UM-CV 10 & 11 Training Neural Networks

About 3019 wordsAbout 10 min

2024-12-26

Summary: Training neural networks, activation functions, data preprocessing, weight initialization, regularization, learning rate schedules, large batch training, hyperparameter tuning, model ensembles, transfer learning.

@Credits: EECS 498.007 | Video Lecture: UM-CV 5 Neural Networks

Personal work for the assignments of the course: github repo.

Notice on Usage and Attribution

These are personal class notes based on the University of Michigan EECS 498.008 / 598.008 course. They are intended solely for personal learning and academic discussion, with no commercial use.
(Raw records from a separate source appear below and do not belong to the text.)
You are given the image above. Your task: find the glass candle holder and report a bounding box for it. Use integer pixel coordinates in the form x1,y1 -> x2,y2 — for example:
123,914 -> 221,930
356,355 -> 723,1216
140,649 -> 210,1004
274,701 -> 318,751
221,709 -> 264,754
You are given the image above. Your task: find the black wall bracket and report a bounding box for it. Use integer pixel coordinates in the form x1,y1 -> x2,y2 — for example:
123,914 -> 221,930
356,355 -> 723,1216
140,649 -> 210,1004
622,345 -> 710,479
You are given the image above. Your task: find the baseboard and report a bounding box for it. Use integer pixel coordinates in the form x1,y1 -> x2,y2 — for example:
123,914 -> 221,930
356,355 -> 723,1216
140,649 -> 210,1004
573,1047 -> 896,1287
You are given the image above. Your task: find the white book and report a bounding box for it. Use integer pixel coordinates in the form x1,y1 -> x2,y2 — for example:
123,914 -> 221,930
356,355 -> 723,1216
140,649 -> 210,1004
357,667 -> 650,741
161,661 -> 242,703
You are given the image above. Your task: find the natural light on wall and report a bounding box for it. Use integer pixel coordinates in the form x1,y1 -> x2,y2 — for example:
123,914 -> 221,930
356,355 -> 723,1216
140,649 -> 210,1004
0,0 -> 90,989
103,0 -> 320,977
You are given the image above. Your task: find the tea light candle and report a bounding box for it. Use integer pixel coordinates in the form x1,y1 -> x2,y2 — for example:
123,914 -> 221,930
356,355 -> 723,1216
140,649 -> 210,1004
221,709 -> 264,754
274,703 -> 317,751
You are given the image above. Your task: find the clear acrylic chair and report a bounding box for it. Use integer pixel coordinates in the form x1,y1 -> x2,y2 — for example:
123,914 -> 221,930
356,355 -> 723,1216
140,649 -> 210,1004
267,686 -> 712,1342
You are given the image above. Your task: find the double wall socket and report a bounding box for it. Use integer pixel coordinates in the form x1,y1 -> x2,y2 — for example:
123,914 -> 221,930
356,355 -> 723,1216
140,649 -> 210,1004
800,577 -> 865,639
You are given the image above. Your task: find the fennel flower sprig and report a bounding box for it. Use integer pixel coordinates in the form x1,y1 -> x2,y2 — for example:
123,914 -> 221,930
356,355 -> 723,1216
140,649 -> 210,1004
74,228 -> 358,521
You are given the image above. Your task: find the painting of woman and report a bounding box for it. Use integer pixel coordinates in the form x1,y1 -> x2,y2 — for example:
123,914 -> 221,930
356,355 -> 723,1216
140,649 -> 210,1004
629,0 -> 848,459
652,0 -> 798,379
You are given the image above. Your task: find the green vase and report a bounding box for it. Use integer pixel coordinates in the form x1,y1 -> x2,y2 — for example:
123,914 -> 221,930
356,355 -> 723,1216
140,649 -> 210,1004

For detailed information, please refer to the complete notice at the end of this document

One-time setup

Activation functions, data preprocessing, weight initialization, regularization

Activation functions

Activation functions adds critical linearity for neural networks

Sigmoid

\sigma(x) = \frac{1}{1 + e^{-x}}

Squashes numbers to range [0,1]
Historically popular since they have nice interpretation as a starting "firing rate" of a neuron

3 problems:

Saturated neurons kill the gradients. (The most problematic aspect)
Sigmoid outputs are not zero-centered. Suppose a multi-layer network, then the inputs of all the layers are always positive Also the gradient of this function is always positive. All the gradients for the weights will have the same sign, and gradients will always push the weights into the same direction. This becomes less of a problem when using mini-batches.
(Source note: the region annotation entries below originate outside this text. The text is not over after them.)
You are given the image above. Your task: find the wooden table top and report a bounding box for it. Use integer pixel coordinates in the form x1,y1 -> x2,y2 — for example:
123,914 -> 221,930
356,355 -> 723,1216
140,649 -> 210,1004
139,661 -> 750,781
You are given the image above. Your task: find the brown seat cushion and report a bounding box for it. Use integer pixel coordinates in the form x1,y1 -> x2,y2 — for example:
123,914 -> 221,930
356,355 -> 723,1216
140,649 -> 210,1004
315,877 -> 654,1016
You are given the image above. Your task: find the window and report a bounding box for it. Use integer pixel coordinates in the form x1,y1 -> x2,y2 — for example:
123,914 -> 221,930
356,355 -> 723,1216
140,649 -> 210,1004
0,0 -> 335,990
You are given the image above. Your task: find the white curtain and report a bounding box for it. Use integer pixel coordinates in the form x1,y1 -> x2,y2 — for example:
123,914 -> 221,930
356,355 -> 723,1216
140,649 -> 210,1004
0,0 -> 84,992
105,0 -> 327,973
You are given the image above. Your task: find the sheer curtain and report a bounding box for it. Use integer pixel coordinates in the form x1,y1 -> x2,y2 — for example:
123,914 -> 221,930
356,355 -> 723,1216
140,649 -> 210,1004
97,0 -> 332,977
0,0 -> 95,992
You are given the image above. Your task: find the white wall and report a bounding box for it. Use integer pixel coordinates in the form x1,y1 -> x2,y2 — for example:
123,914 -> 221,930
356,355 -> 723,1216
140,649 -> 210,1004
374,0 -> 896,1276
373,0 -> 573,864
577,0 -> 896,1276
Fig: Gradient update directions

exp() is a bit compute expensive: transcendental function. For GPUs, this is not a big deal, the copying takes more time than the computation.

Tanh

\tanh(x) = \frac{e^x - e^{-x}}{e^x + e^{-x}} = 2\sigma(2x) - 1

Squashes numbers to range [-1,1]
zero centered
still kills gradients when saturated 😦

ReLU

\text{ReLU}(x) = \max(0, x)

Does not saturate in the positive region
Computationally efficient
Converges much faster than sigmoid/tanh in practice (e.g. 6x)

Problems:

Not zero-centered output
Dying ReLU problem: neurons can sometimes be pushed into states in which they become inactive for essentially all inputs. In this case, the gradient flowing through a ReLU neuron is always 0 because the gradient of max(0, x) is 0 if x < 0.

Fig: Dying ReLU problem

dead ReLU will never activate -> never update its weights

Leaky ReLU

Sometimes initialize ReLU neurons with a slightly positive slope in order to mitigate the dying ReLU problem.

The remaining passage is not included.